With voluntary recognition, Ed Markey’s staff will be the first in the Senate to unionize – JP


But the Senate never passed its own authorizing resolution, leaving would-be organizers there unprotected by federal labor laws. In February, the CWU sent a letter to Senate Majority Leader Charles E. Schumer, Majority Whip Richard J. Durbin, Rules and Administration Chairwoman Amy Klobuchar and Health, Education, Labor and Pensions Chairman Bernie Sanders, asking for a vote on resolution to sanction Senate unions. None of those four offices responded to JP’s request for comment.

The umbrella group warned back then that two member offices could seek voluntary recognition if the Senate didn’t act. It’s unclear whether that second office remains ready to unionize. “At this time, the only office seeking voluntary recognition is Markey’s,” a CWU spokesperson said.

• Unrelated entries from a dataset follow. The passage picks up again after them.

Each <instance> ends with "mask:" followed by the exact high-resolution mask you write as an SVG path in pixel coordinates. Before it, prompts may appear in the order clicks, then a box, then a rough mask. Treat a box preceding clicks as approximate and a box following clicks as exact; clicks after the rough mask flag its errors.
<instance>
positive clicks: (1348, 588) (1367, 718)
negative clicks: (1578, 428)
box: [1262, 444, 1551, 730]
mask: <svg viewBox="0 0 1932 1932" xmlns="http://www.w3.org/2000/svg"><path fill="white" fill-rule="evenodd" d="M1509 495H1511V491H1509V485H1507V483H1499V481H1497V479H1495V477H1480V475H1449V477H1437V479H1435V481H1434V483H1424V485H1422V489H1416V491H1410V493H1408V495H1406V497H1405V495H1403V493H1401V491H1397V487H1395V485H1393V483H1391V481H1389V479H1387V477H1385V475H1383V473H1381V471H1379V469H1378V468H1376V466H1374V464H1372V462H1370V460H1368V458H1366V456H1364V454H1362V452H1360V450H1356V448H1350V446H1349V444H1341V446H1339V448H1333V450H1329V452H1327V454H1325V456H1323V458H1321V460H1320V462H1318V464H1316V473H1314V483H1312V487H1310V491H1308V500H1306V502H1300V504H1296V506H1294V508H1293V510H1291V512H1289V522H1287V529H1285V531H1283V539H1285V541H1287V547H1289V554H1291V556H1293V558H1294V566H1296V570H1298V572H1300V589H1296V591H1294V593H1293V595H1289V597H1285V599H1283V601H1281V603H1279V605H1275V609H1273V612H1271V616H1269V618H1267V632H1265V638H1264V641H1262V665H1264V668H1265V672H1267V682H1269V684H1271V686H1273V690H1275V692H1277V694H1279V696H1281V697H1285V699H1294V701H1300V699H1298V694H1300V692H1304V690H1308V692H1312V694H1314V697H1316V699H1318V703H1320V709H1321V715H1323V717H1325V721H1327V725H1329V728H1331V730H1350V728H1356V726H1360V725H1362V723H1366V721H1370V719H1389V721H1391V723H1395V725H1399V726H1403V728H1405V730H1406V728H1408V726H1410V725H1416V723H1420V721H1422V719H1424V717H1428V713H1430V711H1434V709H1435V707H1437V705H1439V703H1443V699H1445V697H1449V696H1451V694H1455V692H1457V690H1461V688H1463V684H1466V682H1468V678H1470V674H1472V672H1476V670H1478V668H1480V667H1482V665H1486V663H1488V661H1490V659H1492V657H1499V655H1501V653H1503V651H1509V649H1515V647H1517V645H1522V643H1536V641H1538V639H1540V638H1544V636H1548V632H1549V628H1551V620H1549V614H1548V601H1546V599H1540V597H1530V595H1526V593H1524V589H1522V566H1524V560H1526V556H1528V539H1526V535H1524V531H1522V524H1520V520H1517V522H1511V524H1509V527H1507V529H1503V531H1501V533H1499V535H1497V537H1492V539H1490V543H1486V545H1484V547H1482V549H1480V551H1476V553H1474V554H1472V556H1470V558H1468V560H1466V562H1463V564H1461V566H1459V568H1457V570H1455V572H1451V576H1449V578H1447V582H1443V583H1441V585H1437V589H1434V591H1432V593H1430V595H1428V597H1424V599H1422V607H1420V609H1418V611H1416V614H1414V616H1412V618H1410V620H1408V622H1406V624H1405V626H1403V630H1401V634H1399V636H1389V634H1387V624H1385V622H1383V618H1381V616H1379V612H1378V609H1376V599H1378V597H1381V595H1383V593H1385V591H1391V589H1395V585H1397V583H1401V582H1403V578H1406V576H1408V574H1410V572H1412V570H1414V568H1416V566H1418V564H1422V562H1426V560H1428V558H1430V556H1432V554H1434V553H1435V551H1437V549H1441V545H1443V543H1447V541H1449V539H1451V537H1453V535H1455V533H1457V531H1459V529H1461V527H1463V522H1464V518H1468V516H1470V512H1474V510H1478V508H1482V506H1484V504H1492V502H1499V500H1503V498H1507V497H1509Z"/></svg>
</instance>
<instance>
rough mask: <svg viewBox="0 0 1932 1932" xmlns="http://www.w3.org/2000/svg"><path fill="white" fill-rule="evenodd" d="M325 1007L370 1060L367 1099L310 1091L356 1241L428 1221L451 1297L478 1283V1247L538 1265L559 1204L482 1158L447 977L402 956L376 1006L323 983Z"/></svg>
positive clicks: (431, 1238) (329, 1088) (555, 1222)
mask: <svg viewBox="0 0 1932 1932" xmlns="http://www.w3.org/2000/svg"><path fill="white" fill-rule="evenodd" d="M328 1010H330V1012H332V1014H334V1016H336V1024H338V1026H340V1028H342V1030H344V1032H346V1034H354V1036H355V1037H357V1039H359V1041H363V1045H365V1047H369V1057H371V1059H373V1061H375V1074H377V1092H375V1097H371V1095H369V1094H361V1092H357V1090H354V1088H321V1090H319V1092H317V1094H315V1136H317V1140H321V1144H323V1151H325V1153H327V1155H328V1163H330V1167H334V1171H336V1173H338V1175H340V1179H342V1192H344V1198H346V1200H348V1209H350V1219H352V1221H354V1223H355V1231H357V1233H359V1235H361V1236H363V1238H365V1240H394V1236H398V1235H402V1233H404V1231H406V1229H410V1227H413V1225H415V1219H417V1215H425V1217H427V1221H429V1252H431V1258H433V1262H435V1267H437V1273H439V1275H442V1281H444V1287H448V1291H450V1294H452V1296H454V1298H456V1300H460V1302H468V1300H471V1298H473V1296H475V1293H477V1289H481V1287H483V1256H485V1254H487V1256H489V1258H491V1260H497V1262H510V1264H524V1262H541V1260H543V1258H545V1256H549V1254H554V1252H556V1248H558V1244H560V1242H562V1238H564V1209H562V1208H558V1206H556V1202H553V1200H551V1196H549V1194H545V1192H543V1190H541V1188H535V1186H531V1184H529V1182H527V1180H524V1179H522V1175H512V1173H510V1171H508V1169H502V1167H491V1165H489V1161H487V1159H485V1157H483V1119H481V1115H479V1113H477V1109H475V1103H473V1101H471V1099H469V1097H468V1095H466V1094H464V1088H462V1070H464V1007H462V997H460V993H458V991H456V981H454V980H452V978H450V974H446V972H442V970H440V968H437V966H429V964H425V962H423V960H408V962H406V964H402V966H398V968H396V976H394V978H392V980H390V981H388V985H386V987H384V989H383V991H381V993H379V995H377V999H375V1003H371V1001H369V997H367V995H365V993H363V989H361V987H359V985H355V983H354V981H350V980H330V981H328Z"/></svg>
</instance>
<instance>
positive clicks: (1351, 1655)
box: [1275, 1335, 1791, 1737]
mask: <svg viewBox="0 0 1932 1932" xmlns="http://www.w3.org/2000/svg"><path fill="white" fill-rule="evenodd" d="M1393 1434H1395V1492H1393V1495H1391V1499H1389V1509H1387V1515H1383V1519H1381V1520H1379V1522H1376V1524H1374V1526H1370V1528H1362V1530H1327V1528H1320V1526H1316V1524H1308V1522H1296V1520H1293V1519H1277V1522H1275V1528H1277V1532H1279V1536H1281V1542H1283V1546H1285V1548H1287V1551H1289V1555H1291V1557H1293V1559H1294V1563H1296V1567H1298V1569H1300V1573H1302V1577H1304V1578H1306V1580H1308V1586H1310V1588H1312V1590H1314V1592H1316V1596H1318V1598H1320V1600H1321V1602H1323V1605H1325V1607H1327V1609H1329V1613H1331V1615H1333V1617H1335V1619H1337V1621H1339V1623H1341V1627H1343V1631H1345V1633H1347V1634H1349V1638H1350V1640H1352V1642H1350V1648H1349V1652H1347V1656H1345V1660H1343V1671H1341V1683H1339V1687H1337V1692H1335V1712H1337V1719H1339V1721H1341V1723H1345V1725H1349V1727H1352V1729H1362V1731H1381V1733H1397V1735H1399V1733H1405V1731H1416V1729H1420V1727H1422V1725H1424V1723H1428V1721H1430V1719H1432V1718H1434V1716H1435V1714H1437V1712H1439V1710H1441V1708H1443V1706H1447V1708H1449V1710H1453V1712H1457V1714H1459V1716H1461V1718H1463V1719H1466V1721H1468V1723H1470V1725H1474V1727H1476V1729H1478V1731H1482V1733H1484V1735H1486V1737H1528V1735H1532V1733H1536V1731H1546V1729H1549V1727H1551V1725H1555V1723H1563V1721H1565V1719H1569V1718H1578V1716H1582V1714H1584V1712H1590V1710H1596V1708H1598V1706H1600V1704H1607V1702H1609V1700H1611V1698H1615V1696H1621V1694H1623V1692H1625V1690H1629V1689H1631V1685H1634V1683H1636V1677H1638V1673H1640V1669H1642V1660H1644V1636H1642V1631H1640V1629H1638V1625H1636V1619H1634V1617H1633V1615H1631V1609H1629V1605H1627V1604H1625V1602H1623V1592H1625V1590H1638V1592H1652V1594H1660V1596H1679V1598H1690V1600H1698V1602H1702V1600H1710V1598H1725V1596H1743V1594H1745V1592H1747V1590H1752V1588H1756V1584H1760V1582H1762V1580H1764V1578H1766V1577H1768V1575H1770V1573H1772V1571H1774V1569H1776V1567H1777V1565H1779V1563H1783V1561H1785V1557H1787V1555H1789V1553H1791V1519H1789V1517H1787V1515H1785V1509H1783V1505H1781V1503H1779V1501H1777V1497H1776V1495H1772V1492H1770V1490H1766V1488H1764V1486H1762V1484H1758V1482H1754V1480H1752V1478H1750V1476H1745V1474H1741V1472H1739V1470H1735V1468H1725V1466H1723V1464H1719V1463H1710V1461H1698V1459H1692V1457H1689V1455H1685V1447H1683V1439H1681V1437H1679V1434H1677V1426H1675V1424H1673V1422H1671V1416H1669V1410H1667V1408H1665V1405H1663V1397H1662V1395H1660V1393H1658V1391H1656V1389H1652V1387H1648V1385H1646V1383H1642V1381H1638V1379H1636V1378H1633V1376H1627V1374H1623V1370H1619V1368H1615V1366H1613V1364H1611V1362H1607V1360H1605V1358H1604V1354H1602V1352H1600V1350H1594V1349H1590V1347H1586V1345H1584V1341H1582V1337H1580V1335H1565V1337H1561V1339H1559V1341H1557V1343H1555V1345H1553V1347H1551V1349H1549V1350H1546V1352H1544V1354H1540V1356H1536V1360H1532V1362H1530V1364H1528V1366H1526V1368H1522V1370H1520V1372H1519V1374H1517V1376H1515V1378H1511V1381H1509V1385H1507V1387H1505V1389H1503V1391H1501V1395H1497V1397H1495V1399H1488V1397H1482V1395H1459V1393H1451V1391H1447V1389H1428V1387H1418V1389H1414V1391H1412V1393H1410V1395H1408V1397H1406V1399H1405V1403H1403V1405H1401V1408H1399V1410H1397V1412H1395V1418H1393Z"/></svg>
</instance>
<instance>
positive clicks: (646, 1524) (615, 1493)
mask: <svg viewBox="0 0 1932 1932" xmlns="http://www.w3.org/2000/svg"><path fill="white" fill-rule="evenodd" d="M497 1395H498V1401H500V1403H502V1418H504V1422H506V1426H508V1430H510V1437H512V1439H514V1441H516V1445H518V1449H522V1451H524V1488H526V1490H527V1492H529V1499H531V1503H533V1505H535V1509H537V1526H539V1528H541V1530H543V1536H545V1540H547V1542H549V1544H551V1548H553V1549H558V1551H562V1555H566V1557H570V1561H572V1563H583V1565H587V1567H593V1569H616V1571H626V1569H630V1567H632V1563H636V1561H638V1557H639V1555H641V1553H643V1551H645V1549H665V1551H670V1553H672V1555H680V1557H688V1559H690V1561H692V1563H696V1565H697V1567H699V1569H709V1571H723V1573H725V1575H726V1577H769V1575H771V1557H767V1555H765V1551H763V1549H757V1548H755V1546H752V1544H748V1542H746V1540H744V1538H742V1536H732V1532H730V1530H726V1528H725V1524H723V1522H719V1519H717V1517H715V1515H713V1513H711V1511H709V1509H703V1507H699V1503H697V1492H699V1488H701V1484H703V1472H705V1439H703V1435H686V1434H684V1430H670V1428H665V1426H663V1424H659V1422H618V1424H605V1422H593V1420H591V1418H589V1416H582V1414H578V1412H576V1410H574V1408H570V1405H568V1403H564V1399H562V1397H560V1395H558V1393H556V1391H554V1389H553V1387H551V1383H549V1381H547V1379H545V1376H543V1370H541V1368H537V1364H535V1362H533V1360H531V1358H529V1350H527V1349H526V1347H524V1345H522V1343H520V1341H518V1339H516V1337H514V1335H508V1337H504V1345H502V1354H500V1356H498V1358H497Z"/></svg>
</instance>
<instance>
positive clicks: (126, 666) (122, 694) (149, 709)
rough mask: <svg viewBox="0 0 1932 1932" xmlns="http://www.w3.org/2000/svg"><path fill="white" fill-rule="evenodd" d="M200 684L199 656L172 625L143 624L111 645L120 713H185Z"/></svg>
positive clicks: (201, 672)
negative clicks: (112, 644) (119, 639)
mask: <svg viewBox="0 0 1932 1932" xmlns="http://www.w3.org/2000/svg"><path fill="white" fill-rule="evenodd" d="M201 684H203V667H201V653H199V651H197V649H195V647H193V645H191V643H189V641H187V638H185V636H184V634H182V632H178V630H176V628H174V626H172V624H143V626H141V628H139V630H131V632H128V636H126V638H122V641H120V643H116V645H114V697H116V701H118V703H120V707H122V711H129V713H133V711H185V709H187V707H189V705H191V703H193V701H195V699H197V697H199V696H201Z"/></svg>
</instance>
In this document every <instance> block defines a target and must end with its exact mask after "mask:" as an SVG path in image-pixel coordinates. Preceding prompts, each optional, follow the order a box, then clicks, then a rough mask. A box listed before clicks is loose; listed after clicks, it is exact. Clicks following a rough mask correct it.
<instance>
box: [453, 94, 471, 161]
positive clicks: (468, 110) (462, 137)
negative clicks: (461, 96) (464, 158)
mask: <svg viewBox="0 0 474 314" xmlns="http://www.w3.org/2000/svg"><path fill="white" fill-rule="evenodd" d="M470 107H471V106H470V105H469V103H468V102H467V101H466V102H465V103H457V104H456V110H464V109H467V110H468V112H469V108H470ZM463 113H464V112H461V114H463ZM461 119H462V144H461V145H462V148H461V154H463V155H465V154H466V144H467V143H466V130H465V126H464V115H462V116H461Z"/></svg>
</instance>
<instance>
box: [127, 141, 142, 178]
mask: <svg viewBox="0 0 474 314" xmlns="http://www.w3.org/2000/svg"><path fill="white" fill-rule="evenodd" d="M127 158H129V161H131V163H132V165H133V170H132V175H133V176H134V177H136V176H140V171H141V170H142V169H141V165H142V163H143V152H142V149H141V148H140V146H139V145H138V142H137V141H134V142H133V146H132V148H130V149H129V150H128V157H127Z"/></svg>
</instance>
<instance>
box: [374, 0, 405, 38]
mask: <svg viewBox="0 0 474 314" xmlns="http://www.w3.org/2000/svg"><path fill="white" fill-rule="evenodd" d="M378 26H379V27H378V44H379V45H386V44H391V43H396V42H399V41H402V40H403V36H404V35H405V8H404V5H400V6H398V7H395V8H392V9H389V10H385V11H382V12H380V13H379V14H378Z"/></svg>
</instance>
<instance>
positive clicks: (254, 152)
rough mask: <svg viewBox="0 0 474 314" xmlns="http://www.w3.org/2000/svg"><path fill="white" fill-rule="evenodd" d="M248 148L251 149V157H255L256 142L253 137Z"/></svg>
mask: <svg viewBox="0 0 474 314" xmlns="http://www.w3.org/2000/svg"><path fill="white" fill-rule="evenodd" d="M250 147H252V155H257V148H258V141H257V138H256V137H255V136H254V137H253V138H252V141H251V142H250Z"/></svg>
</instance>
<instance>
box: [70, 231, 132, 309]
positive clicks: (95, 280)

Democrats now enjoy a slim 51-49 majority, but they would need to get support from the GOP to overcome the 60-vote threshold to break a filibuster before the Senate could implement the unionization rules OCWR wrote pursuant to the Congressional Accountability Act of 1995 — a law Republicans passed to subject Congress to the same workplace laws as the private sector.

Federal labor laws normally protect workers by forbidding management from retaliation against them for assembling together to improve their working conditions. But with the Senate still exempt from such statutes, Markey’s staff theoretically risked reprisals ranging from mild rebukes to a mass firing, but, in truth, they never had much to worry about, given the progressive Massachusetts senator’s stalwart support for the labor movement. The AFL-CIO gives Markey a 99 percent lifetime legislative score on union issues, and Markey, in turn, has enjoyed considerable union support in his campaigns over the years. 

By voluntarily recognizing the union, Markey will effectively pledge to follow federal labor laws, even though the workers in his office would lack recourse to OCWR or the National Labor Relations Board. But for most workers, the chance to collectively bargain employment contracts is the primary reason to unionize, as it provides them leverage they otherwise would lack, while the ability to file grievances to federal overseers is an ancillary benefit.